羽田談
御利益信仰で終わるのは浅はかだが、御利益信仰を馬鹿にするのに思うのはもっと浅はかだ。
私は学生のころから御利益信仰の庭で育ったからよくわかる。
「あなた学生さん?ご利益信仰とかじゃないんでしょ。偉いわね」と若い頃よく言われた。
なにがどうえらいんだ?
言われれば決まって「いいえ、ご利益信仰と言えばご利益信仰です。だって何一つ良いことがないならこんなことしませんからね。」と返していた。
皆驚いたが、実際こっちの方が驚く。
なかには「それじゃダメだ」という人もいたが、「じゃあ、どう、ダメなのか教えてくださいますか?」といっても「いや、それは君違うよ」というだけ。
なんだかさっぱりわからん。
この態度は今でも同じだ。
御利益信仰を笑うのは大学の高等数学を目指しているからといって、小学生の加減乗除異の算数を馬鹿にして否定するようなものだ。

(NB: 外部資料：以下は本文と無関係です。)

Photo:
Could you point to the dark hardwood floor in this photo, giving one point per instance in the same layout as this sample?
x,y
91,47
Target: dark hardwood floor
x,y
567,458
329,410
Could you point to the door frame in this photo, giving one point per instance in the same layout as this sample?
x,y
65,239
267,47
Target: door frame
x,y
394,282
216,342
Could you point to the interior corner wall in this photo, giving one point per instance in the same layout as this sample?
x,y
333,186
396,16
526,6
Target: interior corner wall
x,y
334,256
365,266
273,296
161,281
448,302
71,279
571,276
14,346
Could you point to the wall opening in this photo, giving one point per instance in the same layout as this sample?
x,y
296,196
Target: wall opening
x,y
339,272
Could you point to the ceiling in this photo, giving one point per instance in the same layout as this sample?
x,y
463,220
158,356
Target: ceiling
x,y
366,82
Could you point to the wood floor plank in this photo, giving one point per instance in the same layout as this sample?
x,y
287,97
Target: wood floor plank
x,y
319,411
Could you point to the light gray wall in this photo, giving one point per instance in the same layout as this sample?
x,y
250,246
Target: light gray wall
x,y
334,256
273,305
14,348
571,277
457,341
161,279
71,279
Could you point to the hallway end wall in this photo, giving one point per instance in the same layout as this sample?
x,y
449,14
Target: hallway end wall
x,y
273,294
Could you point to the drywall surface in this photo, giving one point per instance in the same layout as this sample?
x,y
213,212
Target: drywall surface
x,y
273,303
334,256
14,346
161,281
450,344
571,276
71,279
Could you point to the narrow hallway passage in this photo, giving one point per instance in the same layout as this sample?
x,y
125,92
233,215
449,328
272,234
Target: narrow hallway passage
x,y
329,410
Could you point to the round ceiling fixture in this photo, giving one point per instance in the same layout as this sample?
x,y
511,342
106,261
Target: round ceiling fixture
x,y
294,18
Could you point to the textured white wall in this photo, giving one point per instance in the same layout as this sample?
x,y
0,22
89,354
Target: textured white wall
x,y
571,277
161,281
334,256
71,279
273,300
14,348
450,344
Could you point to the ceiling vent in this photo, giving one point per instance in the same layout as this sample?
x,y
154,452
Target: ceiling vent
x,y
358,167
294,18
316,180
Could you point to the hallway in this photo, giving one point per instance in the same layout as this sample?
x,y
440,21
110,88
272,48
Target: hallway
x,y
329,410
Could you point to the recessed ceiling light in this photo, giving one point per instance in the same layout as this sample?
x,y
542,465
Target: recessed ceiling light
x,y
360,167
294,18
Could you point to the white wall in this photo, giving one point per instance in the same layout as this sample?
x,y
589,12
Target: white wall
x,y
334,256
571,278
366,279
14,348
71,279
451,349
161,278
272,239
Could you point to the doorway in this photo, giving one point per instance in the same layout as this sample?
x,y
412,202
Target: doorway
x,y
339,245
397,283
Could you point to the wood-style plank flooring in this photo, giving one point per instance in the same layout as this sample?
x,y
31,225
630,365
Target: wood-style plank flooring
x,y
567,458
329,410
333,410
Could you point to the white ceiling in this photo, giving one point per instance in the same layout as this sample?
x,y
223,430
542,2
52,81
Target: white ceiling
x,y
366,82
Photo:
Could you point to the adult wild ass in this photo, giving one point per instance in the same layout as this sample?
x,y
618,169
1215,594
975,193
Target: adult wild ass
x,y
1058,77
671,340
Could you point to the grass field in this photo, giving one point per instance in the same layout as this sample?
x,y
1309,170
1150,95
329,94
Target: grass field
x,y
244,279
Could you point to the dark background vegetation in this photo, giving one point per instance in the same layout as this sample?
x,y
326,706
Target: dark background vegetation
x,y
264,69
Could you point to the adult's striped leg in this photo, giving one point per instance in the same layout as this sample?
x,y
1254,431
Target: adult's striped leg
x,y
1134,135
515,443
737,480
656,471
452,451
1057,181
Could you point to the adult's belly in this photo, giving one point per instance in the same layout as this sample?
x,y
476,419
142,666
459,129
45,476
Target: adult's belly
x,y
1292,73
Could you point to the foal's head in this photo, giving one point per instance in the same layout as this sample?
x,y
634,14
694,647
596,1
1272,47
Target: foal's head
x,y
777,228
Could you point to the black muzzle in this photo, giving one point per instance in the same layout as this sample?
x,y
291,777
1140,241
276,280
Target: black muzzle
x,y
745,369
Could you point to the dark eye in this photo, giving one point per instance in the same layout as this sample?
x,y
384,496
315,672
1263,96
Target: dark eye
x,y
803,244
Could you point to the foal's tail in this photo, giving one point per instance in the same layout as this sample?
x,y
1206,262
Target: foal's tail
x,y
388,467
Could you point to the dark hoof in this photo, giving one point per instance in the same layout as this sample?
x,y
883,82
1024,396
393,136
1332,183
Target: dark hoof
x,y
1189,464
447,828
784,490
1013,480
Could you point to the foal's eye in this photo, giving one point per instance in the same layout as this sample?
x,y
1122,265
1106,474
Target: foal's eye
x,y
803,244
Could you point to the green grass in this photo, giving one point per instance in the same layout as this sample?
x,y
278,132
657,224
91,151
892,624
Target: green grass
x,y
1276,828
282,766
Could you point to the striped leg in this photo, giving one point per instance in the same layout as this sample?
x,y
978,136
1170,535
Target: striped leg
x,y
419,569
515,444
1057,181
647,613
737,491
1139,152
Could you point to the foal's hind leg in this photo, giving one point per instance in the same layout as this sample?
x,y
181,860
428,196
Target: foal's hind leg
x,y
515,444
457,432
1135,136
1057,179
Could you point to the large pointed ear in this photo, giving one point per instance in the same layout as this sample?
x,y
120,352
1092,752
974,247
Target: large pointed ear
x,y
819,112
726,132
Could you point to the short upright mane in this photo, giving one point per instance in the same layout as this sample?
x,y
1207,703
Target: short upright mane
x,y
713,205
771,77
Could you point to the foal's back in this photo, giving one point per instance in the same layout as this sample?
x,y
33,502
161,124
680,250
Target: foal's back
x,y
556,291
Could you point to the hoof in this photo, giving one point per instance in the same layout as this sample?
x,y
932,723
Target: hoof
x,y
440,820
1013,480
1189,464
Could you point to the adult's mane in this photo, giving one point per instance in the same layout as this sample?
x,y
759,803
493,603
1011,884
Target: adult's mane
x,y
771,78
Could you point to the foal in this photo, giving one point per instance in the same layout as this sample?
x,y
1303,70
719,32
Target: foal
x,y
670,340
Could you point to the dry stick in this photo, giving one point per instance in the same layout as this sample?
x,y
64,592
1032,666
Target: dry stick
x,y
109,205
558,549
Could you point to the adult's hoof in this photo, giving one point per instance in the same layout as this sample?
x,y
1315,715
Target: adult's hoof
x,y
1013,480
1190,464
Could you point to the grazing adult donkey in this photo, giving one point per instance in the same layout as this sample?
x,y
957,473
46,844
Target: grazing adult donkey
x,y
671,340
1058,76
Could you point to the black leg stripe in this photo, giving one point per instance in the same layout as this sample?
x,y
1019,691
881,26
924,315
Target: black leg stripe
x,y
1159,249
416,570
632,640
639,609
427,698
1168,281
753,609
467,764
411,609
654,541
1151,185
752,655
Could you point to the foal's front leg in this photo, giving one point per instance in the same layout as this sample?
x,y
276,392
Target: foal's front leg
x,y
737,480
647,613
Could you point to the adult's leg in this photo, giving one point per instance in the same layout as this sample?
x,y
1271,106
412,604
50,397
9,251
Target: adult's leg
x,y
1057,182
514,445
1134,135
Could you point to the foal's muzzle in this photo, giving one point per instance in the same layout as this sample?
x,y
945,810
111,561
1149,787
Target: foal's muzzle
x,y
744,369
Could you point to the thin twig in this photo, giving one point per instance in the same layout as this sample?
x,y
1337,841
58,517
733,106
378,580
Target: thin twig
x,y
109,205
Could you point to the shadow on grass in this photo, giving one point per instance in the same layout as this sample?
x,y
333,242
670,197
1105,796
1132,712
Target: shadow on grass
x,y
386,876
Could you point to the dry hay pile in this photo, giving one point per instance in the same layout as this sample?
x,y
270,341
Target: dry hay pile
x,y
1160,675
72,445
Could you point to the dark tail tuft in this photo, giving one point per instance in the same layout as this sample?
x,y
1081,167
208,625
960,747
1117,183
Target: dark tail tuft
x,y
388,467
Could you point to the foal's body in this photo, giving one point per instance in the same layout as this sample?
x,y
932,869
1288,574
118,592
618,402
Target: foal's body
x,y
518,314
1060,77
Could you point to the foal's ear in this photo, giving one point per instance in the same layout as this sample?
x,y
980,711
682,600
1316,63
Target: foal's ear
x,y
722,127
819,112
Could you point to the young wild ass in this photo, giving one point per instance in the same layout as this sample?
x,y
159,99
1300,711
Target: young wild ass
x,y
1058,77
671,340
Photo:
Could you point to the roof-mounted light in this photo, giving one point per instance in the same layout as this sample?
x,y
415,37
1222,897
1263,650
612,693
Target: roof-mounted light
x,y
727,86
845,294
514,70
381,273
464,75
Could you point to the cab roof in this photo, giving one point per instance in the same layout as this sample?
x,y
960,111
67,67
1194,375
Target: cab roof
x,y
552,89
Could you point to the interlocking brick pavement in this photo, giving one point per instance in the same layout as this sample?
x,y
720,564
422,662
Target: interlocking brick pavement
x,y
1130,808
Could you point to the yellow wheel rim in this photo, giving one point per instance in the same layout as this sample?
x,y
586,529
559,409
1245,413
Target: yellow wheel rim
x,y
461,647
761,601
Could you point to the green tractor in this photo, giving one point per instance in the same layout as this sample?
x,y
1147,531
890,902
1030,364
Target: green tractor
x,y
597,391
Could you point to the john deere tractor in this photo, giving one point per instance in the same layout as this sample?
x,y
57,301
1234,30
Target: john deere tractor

「御利益とかじゃないんです。感謝の信仰がしたんです」で、入講希望という問い合わせが来たが「そう言う方はよそいったほうがいい。当院は現実打開の人の信仰の場だから、感謝したいというだけなら、うちなんかこないで自分で感謝していれば何も不足ないでしょう。」といっておいた。
とことん御利益を求めることも信仰を捨てなければやがて道となる。そういうものだ。